No começo do século XX foi o pico da caça aos animais. E a Geórgia do Sul viu aproximadamente três mil ableias azuis mortas a cada ano. As águas em volta da ilha são bastante ricas em krill, que são o que as baleias comem. E  os cientistas acreditam que a volta delas seja uma redescoberta dessa grande fonte de alimento pelas gerações mais novas do animal.

Retorno

Além das baleias azuis, sinais parecidos de recuperação foram vistos nas baleias jubartes  em volta da Península Ártica Ocidental. Também no extremo norte, as baleias bowhead ocidentais do Ártico parecem estar se aproximando do número que foi visto pela última vez antes da caça às baleias. Além disso, as baleias fin e minke são vistas com frequência no mar de  Chukchi, que fica perto do Alasca.

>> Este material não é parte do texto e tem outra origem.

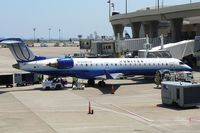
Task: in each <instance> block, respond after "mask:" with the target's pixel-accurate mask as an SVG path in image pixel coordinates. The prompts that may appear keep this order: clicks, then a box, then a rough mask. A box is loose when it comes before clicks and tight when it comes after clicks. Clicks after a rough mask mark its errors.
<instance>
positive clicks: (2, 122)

Por causa do fim da indústria baleeira, os mares polares estão entre os melhores  lugares  para esses animais se restabelecerem. Até porque, nessas regiões os seus habitats ainda são relativamente intocados. E, até o momento, tem bastante alimento e de uma forma estável.

Preservação

Foi em 1984, que a caça comercial das baleias foi suspensa. E essa medida evitou a extinção de grandes baleias nessas águas polares. No entanto, ela não pode protegê-las das pressões, que irão surgir por conta do aquecimento global que, provavelmente, acabará causando mudanças nessas regiões.

Para chegarmos até essa situação que vemos hoje demorou mais de 40 anos. E o fato é que várias populações e baleias, ainda estão lutando. Isso mostra que ainda existe um longo caminho a ser percorrido.

Não são todas as espécies de baleias que já foram caçadas que estão se recuperando. Mesmo com as medidas de proteção de longo prazo. Os cientistas ressaltam que ainda há muito o que se aprender. No entanto, é sabido o suficiente para entender que uma visão das necessidades e vulnerabilidades desses animais é necessária para que o futuro deles seja preservado.